Robinson Crusoe 1,000,000 A.D.

a novel

by John T. Cullen

7.

In the ninth month of the new young man’s gestation, specific nanofactors started executing.

Some of it was RNA, working its way along natural zipper strips of genetic polysaccharides. Other bits of it were synthetically engineered machines no larger than molecules, building up protein sequences that would structure his memory for him. Even after such a vast time, a lot of it still worked. It all worked, and it worked at all, because the process had taken on a life of its own. The drive of life, tropism to the light, the push of root through wall, the symbiosis of coral and a thousand darting guest species, had won here too.
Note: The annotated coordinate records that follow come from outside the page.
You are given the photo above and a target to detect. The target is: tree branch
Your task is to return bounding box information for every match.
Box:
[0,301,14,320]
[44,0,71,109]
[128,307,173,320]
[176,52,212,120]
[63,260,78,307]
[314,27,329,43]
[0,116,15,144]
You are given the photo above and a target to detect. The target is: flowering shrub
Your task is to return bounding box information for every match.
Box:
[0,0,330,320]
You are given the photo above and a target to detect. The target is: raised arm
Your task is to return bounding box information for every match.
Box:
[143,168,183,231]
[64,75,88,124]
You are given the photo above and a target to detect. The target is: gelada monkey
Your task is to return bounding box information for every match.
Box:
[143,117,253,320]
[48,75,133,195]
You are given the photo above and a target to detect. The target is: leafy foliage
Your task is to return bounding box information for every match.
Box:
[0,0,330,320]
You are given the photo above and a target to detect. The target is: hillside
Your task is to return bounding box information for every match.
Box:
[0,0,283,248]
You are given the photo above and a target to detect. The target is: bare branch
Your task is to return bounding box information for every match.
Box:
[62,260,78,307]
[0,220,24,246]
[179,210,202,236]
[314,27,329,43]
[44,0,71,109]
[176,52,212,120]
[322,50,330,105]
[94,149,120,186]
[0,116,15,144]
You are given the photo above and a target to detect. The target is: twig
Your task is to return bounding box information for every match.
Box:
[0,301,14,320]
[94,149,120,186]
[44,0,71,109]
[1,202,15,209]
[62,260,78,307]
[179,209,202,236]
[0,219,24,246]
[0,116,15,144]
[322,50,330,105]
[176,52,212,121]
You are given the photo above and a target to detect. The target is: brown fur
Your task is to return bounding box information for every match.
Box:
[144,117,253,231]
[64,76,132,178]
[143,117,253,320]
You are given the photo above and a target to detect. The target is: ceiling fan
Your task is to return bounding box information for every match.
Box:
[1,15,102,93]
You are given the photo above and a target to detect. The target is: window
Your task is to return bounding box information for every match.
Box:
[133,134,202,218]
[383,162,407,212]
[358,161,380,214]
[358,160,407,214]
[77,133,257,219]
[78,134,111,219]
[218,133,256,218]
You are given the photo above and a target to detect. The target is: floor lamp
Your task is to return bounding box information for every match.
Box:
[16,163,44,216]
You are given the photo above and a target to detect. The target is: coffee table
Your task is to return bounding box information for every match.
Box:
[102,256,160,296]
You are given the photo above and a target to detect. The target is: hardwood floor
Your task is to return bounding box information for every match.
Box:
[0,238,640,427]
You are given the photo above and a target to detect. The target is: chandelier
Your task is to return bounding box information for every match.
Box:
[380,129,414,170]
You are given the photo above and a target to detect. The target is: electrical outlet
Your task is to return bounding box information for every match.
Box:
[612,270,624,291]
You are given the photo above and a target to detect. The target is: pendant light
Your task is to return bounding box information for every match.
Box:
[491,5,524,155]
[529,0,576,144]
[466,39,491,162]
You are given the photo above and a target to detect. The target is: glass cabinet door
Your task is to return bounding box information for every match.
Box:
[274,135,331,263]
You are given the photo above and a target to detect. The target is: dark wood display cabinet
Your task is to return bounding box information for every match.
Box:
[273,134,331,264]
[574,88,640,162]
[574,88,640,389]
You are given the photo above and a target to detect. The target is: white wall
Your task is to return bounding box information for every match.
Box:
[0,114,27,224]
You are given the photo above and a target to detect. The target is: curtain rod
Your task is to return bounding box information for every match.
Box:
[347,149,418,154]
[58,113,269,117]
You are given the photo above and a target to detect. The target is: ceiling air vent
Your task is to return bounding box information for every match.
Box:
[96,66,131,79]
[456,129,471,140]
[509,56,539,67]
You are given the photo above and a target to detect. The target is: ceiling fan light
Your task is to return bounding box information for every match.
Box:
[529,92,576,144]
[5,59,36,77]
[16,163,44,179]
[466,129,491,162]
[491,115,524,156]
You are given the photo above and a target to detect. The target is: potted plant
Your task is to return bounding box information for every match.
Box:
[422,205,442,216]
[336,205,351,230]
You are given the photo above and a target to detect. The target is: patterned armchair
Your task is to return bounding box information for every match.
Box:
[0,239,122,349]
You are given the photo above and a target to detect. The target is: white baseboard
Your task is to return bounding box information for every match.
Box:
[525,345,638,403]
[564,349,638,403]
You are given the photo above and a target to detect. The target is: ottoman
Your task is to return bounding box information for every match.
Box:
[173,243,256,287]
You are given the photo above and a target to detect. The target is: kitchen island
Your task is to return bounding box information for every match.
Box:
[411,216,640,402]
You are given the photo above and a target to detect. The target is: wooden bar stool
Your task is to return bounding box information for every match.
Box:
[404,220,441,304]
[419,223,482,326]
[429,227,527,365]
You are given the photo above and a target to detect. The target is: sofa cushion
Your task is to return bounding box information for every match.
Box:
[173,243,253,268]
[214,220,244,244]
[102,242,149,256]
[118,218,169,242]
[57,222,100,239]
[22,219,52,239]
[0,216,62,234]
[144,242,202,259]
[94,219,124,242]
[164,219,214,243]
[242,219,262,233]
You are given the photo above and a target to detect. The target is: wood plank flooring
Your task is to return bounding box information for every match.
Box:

He dreamed blissfully of Maryan Shurey as the specially programmed protein chains released their artfully packaged data, reel after reel of film, into his memory. Maryan was a slim, athletic blonde with an angel face and blue eyes. A dancer, a skater, casually tanned and even a bit wind-chapped as she whirled around him in tighter and tighter arcs while taking off, one piece at a time, every item of clothing except of course her skates. Her blue eyes and white teeth smiled into his soul. He was about to be born.

The chamber had been almost perfectly still for such a long time that the stalagmites rising drip by sedimentary drip from the gallery floors had time to touch, and in some cases meld with, stalactites hanging drip by longer drip from the gallery ceilings. Now it was the turn of the young man to be a brief drip in the unimaginably ancient life of this semi-darkened place. The water stirred in ripples, distorting his features, as he moved his hands in tiny twitching motions. Was that a faint smile on his perfectly formed lips and face? He had light brown hair, medium coarse, just long enough to fluff lightly at the edges as the water moved around his head. Everything was perfectly formed—the muscles in his shoulders, the biceps on his upper arms, the thick veins in his strong forearms. Now a fleck of blood drifted by his face. And another. The water stirred. His expression changed to one of displeasure, then pain. Thick gouts of blood swirled around him, looking more black than red in this faint greenish light.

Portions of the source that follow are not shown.